CV: I use pacing. I like little cliff-hanger chapter breaks. I like to end with a “gunshot moment,” a shocking image or event. Let the reader absorb it. Smell, memory is tied to smell. I try to ask myself “How long can I draw this out?” Very slow. When your worries are actually confirmed, the suspense is over.

Steve Rasnic Tem read from their forthcoming book, The Man on the Ceiling, a metafiction novel about writing. Melanie Tem provided comments regarding the chapter, “Down the Dark Stairs.”

MT: Suspense is in the language. The use of time, as non-linear, non-chronological, even just the verb tense can add suspense. It invites the reader to fill in the gaps. A series of images [starting with crashing planes] moves from things that are scary in real life toward fantasy characters with spoolky elements. Juxtapose a beautiful image with “I want him alive.” The use of detail–observe something closely, then take it into a fantastic or mystery realm.

Writing exercise: Write down something that doesn’t scare you. Find a partner. Now turn that image or situation into something scary.

[I wrote, “Picking out good chocolate at the grocery store.” My partner Carol turned it into a mystery starter–chocolate with which to conceal the taste of poison.

Carol wrote “I look in the mirror, examine my aging face, once again, with dismay.”

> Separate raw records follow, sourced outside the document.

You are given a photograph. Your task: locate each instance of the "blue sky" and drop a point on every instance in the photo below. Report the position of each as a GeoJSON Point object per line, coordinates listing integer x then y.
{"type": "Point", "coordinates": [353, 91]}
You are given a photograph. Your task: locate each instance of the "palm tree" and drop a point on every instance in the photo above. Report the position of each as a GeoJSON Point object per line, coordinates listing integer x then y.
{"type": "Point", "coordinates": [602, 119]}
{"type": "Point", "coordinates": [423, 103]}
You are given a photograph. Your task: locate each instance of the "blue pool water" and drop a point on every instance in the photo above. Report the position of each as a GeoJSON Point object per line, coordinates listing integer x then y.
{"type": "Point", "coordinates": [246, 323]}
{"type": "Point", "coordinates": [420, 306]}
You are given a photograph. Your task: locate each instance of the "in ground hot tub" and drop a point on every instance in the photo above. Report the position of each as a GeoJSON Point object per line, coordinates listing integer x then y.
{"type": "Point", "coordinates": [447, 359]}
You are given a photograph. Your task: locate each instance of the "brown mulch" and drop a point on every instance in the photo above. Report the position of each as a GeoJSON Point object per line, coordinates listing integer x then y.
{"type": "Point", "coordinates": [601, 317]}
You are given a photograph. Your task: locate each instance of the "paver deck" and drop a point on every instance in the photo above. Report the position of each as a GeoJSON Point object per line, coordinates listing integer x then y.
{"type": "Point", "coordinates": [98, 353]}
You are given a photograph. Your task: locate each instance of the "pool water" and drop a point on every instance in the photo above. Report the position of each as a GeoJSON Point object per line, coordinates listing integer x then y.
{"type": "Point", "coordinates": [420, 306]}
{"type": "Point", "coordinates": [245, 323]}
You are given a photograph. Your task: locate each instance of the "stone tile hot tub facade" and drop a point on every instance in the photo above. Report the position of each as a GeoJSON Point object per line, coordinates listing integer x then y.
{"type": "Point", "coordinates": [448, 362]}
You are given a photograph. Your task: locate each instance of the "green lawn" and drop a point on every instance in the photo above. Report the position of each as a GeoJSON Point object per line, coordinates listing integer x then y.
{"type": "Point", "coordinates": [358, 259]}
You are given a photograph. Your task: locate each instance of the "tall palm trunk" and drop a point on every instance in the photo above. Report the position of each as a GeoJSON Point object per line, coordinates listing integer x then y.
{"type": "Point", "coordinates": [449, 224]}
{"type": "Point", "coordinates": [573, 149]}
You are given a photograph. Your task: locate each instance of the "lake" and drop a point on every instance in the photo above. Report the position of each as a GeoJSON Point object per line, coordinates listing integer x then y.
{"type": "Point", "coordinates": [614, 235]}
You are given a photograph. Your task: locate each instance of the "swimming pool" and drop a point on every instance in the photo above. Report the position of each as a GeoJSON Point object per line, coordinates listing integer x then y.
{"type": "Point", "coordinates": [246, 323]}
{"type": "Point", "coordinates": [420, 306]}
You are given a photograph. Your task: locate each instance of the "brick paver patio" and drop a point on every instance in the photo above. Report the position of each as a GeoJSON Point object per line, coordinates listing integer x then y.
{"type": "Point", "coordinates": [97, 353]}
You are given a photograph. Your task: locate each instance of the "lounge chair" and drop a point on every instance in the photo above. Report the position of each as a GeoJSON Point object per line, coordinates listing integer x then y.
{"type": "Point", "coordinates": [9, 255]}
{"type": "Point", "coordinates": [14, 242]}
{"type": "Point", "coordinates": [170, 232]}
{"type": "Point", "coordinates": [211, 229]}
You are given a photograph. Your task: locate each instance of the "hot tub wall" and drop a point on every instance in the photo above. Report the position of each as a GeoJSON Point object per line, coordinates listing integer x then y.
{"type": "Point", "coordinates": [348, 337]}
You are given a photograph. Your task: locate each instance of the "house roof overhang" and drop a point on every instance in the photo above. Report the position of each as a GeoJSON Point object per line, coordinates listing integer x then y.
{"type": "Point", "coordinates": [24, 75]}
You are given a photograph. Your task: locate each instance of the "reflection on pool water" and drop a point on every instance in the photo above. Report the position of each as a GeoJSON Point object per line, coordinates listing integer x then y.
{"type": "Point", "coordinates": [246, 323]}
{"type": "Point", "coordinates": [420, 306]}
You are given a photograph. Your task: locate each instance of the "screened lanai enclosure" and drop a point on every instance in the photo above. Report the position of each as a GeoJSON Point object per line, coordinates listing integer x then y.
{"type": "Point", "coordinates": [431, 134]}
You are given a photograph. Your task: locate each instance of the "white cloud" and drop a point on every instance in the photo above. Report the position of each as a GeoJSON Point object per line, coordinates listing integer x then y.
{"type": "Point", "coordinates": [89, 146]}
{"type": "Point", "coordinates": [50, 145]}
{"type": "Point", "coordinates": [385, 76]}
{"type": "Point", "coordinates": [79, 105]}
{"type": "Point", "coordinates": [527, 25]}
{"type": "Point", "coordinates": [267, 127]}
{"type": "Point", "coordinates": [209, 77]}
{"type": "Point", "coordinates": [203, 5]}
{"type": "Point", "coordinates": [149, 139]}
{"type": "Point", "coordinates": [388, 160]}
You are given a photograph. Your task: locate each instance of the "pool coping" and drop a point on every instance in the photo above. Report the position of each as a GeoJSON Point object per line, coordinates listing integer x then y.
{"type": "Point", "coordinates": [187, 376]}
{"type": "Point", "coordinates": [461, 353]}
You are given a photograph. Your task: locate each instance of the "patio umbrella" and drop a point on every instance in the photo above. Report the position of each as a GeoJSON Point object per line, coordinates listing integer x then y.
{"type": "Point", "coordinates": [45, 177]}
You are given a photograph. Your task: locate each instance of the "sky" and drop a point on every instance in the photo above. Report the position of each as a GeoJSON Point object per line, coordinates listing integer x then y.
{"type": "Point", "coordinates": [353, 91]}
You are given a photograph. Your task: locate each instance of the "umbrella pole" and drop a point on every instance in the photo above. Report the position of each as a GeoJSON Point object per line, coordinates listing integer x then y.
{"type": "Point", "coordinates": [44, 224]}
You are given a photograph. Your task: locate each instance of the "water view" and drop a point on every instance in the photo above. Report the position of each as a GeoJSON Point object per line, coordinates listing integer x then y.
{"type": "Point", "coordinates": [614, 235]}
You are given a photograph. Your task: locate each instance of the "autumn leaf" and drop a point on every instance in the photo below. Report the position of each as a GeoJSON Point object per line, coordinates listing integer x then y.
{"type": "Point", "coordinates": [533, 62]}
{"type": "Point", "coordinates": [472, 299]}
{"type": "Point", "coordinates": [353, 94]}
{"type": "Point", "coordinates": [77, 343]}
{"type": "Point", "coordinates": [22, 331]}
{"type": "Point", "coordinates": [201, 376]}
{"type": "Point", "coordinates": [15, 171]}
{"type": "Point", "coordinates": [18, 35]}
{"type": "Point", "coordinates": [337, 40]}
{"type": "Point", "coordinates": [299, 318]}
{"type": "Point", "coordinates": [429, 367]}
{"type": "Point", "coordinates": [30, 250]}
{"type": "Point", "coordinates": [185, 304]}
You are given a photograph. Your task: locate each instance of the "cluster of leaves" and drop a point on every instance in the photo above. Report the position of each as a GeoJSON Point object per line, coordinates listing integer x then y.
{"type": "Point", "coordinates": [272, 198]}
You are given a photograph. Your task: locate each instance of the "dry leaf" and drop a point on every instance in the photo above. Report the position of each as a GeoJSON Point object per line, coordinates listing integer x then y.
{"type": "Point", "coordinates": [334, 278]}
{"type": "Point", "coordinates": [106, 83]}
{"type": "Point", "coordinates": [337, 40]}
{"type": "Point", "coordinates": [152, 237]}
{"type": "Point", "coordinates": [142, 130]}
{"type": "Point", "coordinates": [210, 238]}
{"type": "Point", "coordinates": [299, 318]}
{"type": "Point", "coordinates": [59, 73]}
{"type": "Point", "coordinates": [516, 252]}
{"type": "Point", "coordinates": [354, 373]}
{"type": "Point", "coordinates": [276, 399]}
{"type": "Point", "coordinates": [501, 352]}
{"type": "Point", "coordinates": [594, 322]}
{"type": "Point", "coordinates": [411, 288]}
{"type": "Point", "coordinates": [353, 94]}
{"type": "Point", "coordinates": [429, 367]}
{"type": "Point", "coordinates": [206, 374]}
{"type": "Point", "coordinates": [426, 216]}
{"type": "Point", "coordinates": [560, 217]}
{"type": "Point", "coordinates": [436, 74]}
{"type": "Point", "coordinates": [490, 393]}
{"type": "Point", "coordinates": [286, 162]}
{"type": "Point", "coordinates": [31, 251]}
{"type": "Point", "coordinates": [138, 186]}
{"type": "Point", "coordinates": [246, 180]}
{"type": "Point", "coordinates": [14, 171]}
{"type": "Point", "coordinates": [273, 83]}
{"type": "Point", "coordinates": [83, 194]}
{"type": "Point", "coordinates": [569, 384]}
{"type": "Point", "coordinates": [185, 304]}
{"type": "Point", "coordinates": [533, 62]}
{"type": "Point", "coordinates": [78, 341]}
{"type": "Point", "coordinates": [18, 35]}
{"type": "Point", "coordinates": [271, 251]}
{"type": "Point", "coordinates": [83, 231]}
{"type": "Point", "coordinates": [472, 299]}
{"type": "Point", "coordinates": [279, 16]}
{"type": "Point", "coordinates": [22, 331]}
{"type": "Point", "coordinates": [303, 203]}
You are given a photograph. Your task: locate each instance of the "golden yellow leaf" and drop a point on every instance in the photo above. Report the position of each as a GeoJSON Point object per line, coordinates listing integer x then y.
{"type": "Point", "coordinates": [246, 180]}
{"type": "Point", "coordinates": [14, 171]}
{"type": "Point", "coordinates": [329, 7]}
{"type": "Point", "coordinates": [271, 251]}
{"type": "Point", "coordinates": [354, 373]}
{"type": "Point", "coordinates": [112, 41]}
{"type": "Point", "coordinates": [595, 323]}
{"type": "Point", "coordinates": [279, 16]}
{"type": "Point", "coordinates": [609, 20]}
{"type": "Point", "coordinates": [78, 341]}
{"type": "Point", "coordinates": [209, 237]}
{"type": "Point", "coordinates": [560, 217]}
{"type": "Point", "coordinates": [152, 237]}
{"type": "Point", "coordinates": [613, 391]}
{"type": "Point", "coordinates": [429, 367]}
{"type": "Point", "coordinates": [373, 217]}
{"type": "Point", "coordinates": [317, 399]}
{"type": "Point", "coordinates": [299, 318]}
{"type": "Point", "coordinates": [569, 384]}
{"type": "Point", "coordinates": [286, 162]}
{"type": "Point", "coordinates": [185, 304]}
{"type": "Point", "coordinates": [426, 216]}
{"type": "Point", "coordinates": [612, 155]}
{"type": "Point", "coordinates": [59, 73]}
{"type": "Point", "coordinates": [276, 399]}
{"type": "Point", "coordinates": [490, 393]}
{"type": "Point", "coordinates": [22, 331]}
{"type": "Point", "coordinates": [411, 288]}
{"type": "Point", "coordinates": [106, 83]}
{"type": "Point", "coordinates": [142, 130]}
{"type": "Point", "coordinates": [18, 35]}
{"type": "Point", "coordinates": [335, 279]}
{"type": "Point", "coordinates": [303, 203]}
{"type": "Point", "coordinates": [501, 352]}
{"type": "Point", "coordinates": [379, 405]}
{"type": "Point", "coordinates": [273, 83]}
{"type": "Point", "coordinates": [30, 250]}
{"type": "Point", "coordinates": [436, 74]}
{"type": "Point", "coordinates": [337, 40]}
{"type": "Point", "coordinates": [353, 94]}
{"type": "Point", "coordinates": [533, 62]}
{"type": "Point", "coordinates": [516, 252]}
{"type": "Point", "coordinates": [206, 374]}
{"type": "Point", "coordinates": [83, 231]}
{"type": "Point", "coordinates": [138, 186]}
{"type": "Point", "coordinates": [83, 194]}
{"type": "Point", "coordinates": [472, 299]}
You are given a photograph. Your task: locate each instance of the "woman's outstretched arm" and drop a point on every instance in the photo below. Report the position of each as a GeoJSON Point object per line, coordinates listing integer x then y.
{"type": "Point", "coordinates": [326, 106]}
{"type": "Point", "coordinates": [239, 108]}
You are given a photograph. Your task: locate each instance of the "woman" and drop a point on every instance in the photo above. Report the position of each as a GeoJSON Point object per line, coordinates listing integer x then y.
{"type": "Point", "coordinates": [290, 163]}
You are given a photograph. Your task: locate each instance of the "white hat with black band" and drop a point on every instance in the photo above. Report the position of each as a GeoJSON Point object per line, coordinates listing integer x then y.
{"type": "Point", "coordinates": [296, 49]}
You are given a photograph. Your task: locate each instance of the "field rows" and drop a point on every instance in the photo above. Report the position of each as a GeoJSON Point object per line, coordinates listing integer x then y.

I said, “That’s too easy.”

She said, “I’m not happy about it, but it doesn’t frighten me.”

I wrote this:

I look in the mirror, examine my aging face, once again, with dismay.
It doesn’t frighten me anymore, knowing that I will die, watching the
changes in my face, and the accompanying changes in the image behind me:
the old cottonwoods I used to play in as a child are gone, replaced with
an apartment building, hundreds of miles from the ocean, decorated with
an anchor, plastic, painted black. The sky has a quality, a
dis-quality, dull brownness, dust. Bright colors–I’ve grown used to
losing them, replacing htem with a rainbow of browns, tans, beiges.

It’s the mirror. It’s become hazed. Did I always look this way? Do I
really look this way now?]

One of the writers said that the writer needs to make your characters uncomfortable [beforehand] if something terrible is going to happen.